Eine Stunde später hörte ich den Benachrichtigungston meines privaten E-Mail-Postfachs. Ich hatte absichtlich dieses gewählt, denn meine anderen geschäftlichen Mails hatte die Snyder auf einen Account einer Kollegin umleiten lassen, damit ich mich voll und ganz auf diese Artikelreihe konzentrieren konnte.
Hektisch rannte ich zum Schreibtisch. Wie gehofft blinkte mir eine Mail von Clodette Poirot entgegen. Schön, dass eine erfolgreiche Autorin, die bestimmt schon an der nächsten Geschichte saß, so schnell antwortete.
Mit einem Klick öffnete ich den Brief:
Sehr geehrte Miss Jones
Vielen Dank für Ihre freundliche Anfrage. Ich würde Ihnen gern für ein Interview zur Verfügung stehen, allerdings habe ich, wie Sie sicherlich schon korrekt geschlussfolgert haben, ein geschlossenes Pseudonym. Dementsprechend gebe ich nur selten Interviews und wenn, dann verlange ich eine vorher unterschriebene Verschwiegenheitserklärung. Diese habe ich Ihnen beigefügt.
Sollten Sie unter diesen Umständen noch Interesse an einem Interview mit mir haben, senden Sie mir die Erklärung bitte unterschrieben zurück. Als möglichen Termin könnte ich Ihnen den morgigen Nachmittag anbieten.
Mit freundlichen Grüßen
Clodette
Wow! Die Frau imponierte mir. Ich mochte es, wenn Menschen wussten, was sie wollten und dementsprechend agierten. Ich nahm an, dass Miss Poirot eine der Autorinnen war, die professionell und durchsetzungsfähig ihr Ziel verfolgten.
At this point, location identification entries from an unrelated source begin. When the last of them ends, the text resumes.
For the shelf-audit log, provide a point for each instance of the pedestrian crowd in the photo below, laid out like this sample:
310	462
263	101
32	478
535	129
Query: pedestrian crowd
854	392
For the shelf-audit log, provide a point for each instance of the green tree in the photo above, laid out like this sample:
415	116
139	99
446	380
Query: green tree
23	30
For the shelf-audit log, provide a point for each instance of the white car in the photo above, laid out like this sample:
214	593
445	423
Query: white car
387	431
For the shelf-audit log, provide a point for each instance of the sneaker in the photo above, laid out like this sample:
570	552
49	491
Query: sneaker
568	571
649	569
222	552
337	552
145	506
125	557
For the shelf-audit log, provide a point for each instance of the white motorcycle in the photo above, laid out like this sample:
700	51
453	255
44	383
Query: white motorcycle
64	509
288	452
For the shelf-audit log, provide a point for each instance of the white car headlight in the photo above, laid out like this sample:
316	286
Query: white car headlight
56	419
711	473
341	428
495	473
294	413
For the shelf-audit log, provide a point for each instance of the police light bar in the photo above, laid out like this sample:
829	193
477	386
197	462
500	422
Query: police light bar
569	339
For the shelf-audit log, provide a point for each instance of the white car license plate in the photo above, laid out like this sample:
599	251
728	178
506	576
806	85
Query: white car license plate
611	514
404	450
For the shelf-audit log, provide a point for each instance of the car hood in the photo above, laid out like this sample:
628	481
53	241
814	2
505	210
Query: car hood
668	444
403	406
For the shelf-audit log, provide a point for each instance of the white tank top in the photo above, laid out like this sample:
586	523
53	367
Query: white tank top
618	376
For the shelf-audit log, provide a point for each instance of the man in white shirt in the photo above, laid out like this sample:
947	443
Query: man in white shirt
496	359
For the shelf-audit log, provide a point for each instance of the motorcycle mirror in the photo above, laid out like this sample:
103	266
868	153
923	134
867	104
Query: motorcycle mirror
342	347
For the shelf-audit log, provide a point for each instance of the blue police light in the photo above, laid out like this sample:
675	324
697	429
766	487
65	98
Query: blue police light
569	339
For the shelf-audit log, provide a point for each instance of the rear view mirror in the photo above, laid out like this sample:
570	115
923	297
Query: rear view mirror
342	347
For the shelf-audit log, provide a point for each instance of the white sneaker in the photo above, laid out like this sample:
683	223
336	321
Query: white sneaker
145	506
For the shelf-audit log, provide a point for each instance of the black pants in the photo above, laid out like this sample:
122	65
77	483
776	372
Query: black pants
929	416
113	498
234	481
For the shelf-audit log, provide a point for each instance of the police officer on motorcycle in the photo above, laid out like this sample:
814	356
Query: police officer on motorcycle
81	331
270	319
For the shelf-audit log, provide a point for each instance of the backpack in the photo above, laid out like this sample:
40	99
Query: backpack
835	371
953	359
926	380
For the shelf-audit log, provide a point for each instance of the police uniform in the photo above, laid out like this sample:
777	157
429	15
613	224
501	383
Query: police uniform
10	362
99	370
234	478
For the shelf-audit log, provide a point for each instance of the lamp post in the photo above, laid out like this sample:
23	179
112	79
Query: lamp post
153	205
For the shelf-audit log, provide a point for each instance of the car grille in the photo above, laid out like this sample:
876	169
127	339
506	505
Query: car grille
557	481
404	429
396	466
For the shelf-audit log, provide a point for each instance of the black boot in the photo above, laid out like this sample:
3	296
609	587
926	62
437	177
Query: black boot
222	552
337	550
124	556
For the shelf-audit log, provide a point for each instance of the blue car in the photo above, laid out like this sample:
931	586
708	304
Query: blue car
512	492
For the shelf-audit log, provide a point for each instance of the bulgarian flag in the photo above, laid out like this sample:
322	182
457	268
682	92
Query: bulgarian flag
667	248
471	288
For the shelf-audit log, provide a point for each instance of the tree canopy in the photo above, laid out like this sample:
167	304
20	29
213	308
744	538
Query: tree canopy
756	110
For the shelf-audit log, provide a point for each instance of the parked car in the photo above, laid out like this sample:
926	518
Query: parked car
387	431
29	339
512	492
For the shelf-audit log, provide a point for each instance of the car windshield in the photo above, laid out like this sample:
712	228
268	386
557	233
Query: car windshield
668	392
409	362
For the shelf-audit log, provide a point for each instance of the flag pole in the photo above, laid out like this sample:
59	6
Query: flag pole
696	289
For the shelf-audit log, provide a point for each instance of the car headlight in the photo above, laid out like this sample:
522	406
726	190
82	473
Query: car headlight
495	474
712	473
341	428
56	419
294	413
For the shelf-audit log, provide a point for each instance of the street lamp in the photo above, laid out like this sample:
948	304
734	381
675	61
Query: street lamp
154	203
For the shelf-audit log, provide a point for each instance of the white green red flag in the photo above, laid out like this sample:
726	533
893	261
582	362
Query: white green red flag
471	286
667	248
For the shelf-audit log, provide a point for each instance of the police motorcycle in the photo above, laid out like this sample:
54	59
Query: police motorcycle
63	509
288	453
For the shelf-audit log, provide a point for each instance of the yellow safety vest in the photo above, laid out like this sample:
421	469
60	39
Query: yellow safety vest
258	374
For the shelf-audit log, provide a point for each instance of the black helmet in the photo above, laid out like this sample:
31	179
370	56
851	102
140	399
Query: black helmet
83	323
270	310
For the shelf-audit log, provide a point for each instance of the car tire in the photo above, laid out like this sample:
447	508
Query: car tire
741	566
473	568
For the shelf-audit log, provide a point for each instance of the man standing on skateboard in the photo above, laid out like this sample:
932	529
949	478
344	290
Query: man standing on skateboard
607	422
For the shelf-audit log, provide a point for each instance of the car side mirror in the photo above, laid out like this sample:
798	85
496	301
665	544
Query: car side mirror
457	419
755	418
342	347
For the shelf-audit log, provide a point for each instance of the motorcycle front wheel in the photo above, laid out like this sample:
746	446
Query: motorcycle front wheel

Rasch druckte ich die beigefügte PDF-Datei aus, unterschrieb und schickte sie, nachdem ich das Blatt eingescannt hatte, zurück an die Urheberin.
Ich war neugierig. Was würde mich erwarten? Eine Hausfrau, die im Schlabberlook auf der Couch mit einem Laptop auf den Knien die Romane heruntertippte?
Um nicht völlig unwissend zu dem morgigen Termin zu erscheinen, lud ich mir den aktuellen Roman von Miss Poirot runter. Zumindest einige der Seiten wollte ich gelesen haben, bevor ich mich mit der Autorin traf. Der Millionärsroman, den ich mir zuvor gekauft und erstaunlicherweise bereits zu Ende geschmökert hatte, war entgegen den Erwartungen, die ich ursprünglich gehabt hatte, gar nicht so schlecht gewesen.